Department of Biochemistry and Molecular Biology, The University of Texas Medical Branch, 301 University Blvd, Galveston, Texas 77555, United States.
J Proteome Res. 2024 Jun 7;23(6):2298-2305. doi: 10.1021/acs.jproteome.3c00842. Epub 2024 May 29.
Multiple hypothesis testing is an integral component of data analysis for large-scale technologies such as proteomics, transcriptomics, or metabolomics, for which the false discovery rate (FDR) and positive FDR (pFDR) have been accepted as error estimation and control measures. The pFDR is the expectation of false discovery proportion (FDP), which refers to the ratio of the number of null hypotheses to that of all rejected hypotheses. In practice, the expectation of ratio is approximated by the ratio of expectation; however, the conditions for transforming the former into the latter have not been investigated.

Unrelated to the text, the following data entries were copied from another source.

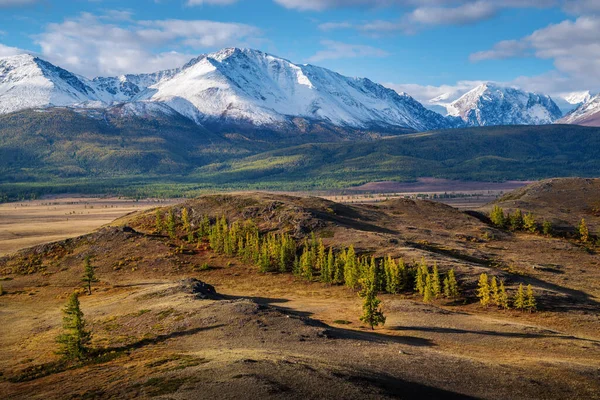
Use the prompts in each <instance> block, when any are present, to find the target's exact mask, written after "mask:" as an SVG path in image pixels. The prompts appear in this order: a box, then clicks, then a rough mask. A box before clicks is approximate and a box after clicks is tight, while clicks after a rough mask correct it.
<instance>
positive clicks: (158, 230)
mask: <svg viewBox="0 0 600 400" xmlns="http://www.w3.org/2000/svg"><path fill="white" fill-rule="evenodd" d="M154 230H155V231H156V233H158V234H160V233H161V232H162V230H163V216H162V212H161V211H160V208H157V209H156V211H155V212H154Z"/></svg>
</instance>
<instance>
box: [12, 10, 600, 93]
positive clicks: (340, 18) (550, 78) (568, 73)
mask: <svg viewBox="0 0 600 400" xmlns="http://www.w3.org/2000/svg"><path fill="white" fill-rule="evenodd" d="M599 32H600V0H564V1H562V0H535V1H534V0H518V1H517V0H503V1H500V0H424V1H417V0H154V1H153V0H137V1H127V2H123V1H115V0H94V1H91V0H71V1H58V0H0V56H7V55H12V54H16V53H21V52H31V53H35V54H37V55H40V56H41V57H43V58H45V59H48V60H49V61H51V62H53V63H55V64H57V65H60V66H62V67H64V68H66V69H68V70H71V71H73V72H76V73H79V74H82V75H85V76H88V77H93V76H96V75H117V74H121V73H126V72H131V73H135V72H151V71H154V70H159V69H165V68H172V67H176V66H180V65H182V64H183V63H184V62H185V61H187V60H188V59H189V58H191V57H193V56H195V55H197V54H201V53H205V52H210V51H214V50H217V49H220V48H222V47H229V46H242V47H252V48H258V49H261V50H263V51H267V52H269V53H273V54H276V55H279V56H281V57H284V58H287V59H290V60H291V61H293V62H296V63H307V62H308V63H313V64H316V65H320V66H323V67H327V68H330V69H333V70H335V71H338V72H340V73H343V74H346V75H351V76H366V77H369V78H371V79H373V80H375V81H377V82H380V83H383V84H386V85H388V86H390V87H393V88H396V89H397V90H404V91H407V92H408V93H410V94H411V95H413V96H415V97H416V98H417V99H419V100H421V101H425V100H427V99H429V98H432V97H435V96H439V95H441V94H444V93H447V94H448V95H449V97H450V98H455V97H456V96H458V95H460V94H462V93H464V92H465V91H466V90H468V89H470V88H472V87H473V86H475V85H476V84H477V83H479V82H481V81H496V82H502V83H506V84H510V85H513V86H518V87H522V88H524V89H527V90H535V91H540V92H545V93H549V94H551V95H554V96H559V95H562V94H565V93H569V92H571V91H580V90H591V91H592V92H597V91H598V90H599V89H600V72H599V71H600V33H599Z"/></svg>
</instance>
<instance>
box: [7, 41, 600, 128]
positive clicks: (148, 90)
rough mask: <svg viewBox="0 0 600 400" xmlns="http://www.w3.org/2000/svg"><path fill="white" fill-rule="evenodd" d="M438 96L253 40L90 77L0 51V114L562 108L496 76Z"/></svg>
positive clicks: (362, 122) (544, 115)
mask: <svg viewBox="0 0 600 400" xmlns="http://www.w3.org/2000/svg"><path fill="white" fill-rule="evenodd" d="M437 100H438V101H439V102H440V104H442V103H444V106H445V107H446V108H447V110H448V116H447V117H444V116H442V115H441V114H438V113H436V112H434V111H432V110H429V109H426V108H425V107H423V105H422V104H421V103H419V102H418V101H416V100H415V99H413V98H412V97H411V96H409V95H408V94H406V93H397V92H395V91H394V90H392V89H388V88H386V87H384V86H382V85H379V84H377V83H375V82H373V81H371V80H369V79H366V78H350V77H346V76H343V75H340V74H338V73H335V72H333V71H330V70H328V69H325V68H321V67H317V66H314V65H306V64H302V65H301V64H294V63H292V62H290V61H288V60H285V59H283V58H279V57H276V56H273V55H271V54H267V53H263V52H261V51H258V50H251V49H238V48H228V49H223V50H221V51H218V52H215V53H211V54H204V55H201V56H199V57H197V58H194V59H192V60H190V61H189V62H188V63H187V64H186V65H184V66H182V67H181V68H175V69H171V70H165V71H159V72H156V73H152V74H137V75H136V74H127V75H121V76H118V77H97V78H94V79H88V78H85V77H82V76H79V75H76V74H73V73H71V72H69V71H66V70H64V69H62V68H60V67H57V66H54V65H52V64H50V63H49V62H47V61H44V60H42V59H40V58H38V57H34V56H31V55H18V56H12V57H6V58H0V114H6V113H11V112H14V111H19V110H24V109H32V108H47V107H73V108H88V109H90V108H97V109H104V110H107V111H109V112H110V113H111V114H112V115H115V116H116V115H120V114H122V115H124V116H132V115H135V116H142V117H144V118H150V119H151V118H154V117H158V116H159V115H165V114H166V115H182V116H185V117H186V118H188V119H191V120H192V121H194V122H195V123H196V124H198V125H202V126H204V127H210V128H211V129H213V128H215V127H221V128H222V129H230V128H240V127H243V128H244V129H247V130H248V129H250V130H258V131H263V130H264V131H286V132H294V131H299V128H301V127H303V126H306V125H307V124H310V125H311V126H326V127H328V129H331V128H332V127H334V128H336V129H342V130H344V129H346V130H363V131H372V130H378V131H386V130H387V131H393V130H398V129H399V130H403V131H406V130H416V131H427V130H435V129H445V128H455V127H463V126H494V125H542V124H550V123H553V122H555V121H557V120H558V119H559V118H560V117H561V116H562V115H561V114H562V113H561V110H560V109H559V107H558V106H557V104H556V103H555V102H554V101H553V100H552V99H551V98H550V97H548V96H545V95H541V94H536V93H529V92H525V91H522V90H518V89H514V88H508V87H502V86H499V85H496V84H492V83H486V84H482V85H480V86H478V87H476V88H474V89H473V90H471V91H469V92H468V93H466V94H464V95H463V96H462V97H460V98H459V99H457V100H455V101H452V102H451V103H450V101H451V100H450V99H437ZM565 101H569V102H570V103H572V104H575V103H576V102H578V101H582V102H585V103H584V104H582V105H581V106H580V107H579V108H578V109H577V110H575V111H573V112H572V113H570V114H569V115H568V116H567V117H565V118H563V119H562V120H561V122H564V123H579V121H583V123H588V122H589V121H590V118H591V121H592V123H595V122H593V121H595V120H596V119H595V118H597V117H593V114H594V113H595V112H597V111H598V109H597V107H598V106H597V104H598V103H599V102H600V100H598V98H597V97H596V98H595V99H591V100H590V99H589V93H588V92H581V93H579V92H578V93H573V94H572V96H570V97H569V99H567V100H565ZM436 104H437V103H436ZM300 130H301V129H300Z"/></svg>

This work derives exact integral expressions for the expectation (pFDR) and variance of FDP. The widely used approximation (ratio of expectations) is shown to be a particular case (in the limit of a large sample size) of the integral formula for pFDR. A recurrence formula is provided to compute the pFDR for a predefined number of null hypotheses. The variance of FDP was approximated for a practical application in peptide identification using forward and reversed protein sequences. The simulations demonstrate that the integral expression exhibits better accuracy than the approximate formula in the case of a small number of hypotheses. For large sample sizes, the pFDRs obtained by the integral expression and approximation do not differ substantially. Applications to proteomics data sets are included.

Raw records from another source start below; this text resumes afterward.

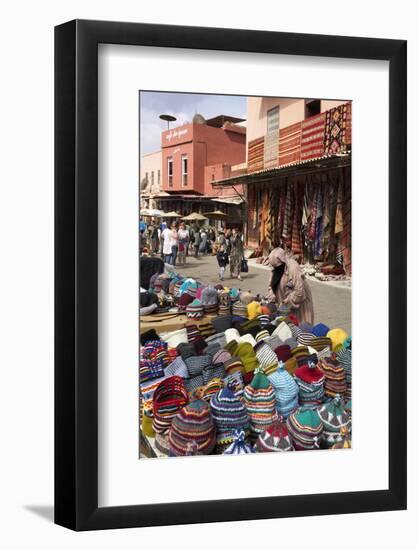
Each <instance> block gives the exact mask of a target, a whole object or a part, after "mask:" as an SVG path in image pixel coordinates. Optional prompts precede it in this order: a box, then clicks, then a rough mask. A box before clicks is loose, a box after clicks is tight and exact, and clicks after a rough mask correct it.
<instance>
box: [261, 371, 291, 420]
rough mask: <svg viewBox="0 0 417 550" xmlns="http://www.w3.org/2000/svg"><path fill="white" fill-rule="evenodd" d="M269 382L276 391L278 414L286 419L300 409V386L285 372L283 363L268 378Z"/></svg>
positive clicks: (279, 415) (276, 403)
mask: <svg viewBox="0 0 417 550" xmlns="http://www.w3.org/2000/svg"><path fill="white" fill-rule="evenodd" d="M268 380H269V381H270V383H271V384H272V387H273V388H274V390H275V401H276V407H277V413H278V415H279V416H282V417H283V418H284V419H285V418H287V417H288V416H289V415H290V414H291V413H292V412H294V410H295V409H296V408H297V407H298V384H297V382H296V381H295V380H294V378H293V377H292V376H291V375H290V374H289V373H288V372H287V371H286V370H285V365H284V363H283V362H282V361H280V362H279V365H278V369H277V370H276V371H275V372H273V373H272V374H270V375H269V376H268Z"/></svg>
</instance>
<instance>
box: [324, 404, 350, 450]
mask: <svg viewBox="0 0 417 550" xmlns="http://www.w3.org/2000/svg"><path fill="white" fill-rule="evenodd" d="M317 412H318V415H319V417H320V420H321V421H322V423H323V443H324V445H325V446H326V447H332V446H333V445H334V444H335V443H340V442H341V441H343V436H342V434H343V432H344V431H345V430H348V431H349V430H350V419H349V415H348V413H347V411H346V410H345V409H344V408H343V404H342V399H341V397H340V395H337V396H336V397H335V398H334V399H332V400H331V401H329V402H328V403H325V404H324V405H322V406H321V407H320V408H319V409H318V410H317Z"/></svg>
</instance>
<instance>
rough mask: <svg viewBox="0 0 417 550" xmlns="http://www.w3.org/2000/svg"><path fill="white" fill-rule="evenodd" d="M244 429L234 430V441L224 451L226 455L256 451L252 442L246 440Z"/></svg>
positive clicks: (225, 454) (233, 437)
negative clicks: (250, 443) (252, 447)
mask: <svg viewBox="0 0 417 550" xmlns="http://www.w3.org/2000/svg"><path fill="white" fill-rule="evenodd" d="M245 438H246V434H245V432H244V431H243V430H234V432H233V442H232V443H231V444H230V445H229V446H228V447H227V448H226V449H225V450H224V451H223V454H224V455H246V454H251V453H253V452H254V450H253V449H252V446H251V445H250V443H247V442H246V439H245Z"/></svg>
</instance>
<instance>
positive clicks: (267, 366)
mask: <svg viewBox="0 0 417 550" xmlns="http://www.w3.org/2000/svg"><path fill="white" fill-rule="evenodd" d="M253 349H254V350H255V354H256V358H257V360H258V363H259V365H260V366H261V367H262V369H263V372H264V374H266V376H268V375H269V374H271V373H273V372H274V371H276V370H277V368H278V357H277V356H276V354H275V352H274V351H273V350H272V349H271V348H270V347H269V346H268V344H266V343H265V342H263V341H260V342H258V343H257V344H256V346H255V347H254V348H253Z"/></svg>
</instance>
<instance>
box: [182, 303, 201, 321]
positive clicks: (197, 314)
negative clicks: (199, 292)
mask: <svg viewBox="0 0 417 550" xmlns="http://www.w3.org/2000/svg"><path fill="white" fill-rule="evenodd" d="M186 312H187V317H189V318H190V319H200V318H201V317H203V315H204V308H203V304H202V303H201V302H200V300H193V301H192V302H191V304H188V306H187V309H186Z"/></svg>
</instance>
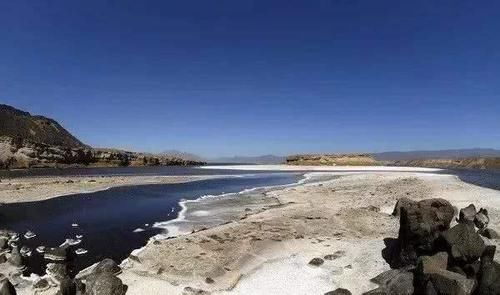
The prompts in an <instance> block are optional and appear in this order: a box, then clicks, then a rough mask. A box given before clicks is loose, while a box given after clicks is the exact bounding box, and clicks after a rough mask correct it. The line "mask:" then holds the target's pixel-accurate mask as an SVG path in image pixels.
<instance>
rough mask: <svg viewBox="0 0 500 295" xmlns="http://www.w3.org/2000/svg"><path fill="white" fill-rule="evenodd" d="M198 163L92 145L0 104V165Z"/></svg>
mask: <svg viewBox="0 0 500 295" xmlns="http://www.w3.org/2000/svg"><path fill="white" fill-rule="evenodd" d="M201 164H204V163H203V162H201V161H196V160H188V159H184V158H181V157H176V156H169V155H165V154H158V155H155V154H145V153H136V152H128V151H122V150H116V149H93V148H91V147H89V146H87V145H85V144H83V143H82V142H81V141H79V140H78V139H77V138H76V137H75V136H73V135H72V134H71V133H70V132H69V131H67V130H66V129H64V128H63V127H62V126H61V125H60V124H59V123H57V122H56V121H54V120H53V119H49V118H45V117H42V116H32V115H31V114H30V113H28V112H23V111H20V110H17V109H15V108H13V107H10V106H6V105H0V169H14V168H36V167H65V166H68V165H71V166H75V165H77V166H89V165H90V166H106V167H108V166H160V165H163V166H167V165H179V166H186V165H201Z"/></svg>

多假设检验是蛋白质组学、转录组学或代谢组学等大规模技术数据分析的一个组成部分,假发现率(FDR)和阳性 FDR(pFDR)已被接受为错误估计和控制措施。pFDR 是错误发现比例(FDP)的期望,它是指零假设数与所有拒绝假设数的比值。在实践中,通过期望的比值来近似期望的比值;然而,将前者转化为后者的条件尚未得到研究。这项工作推导出了 FDP 的期望(pFDR)和方差的精确积分表达式。广泛使用的近似值(期望的比值)是 pFDR 积分公式的一个特例(在大样本量的极限情况下)。提供了一个递归公式来计算预定数量的零假设的 pFDR。使用正向和反向蛋白质序列在肽鉴定的实际应用中对 FDP 的方差进行了近似。模拟结果表明,在假设数量较少的情况下,积分表达式比近似公式具有更好的准确性。对于大样本量,积分表达式和近似得到的 pFDR 没有显著差异。包括对蛋白质组学数据集的应用。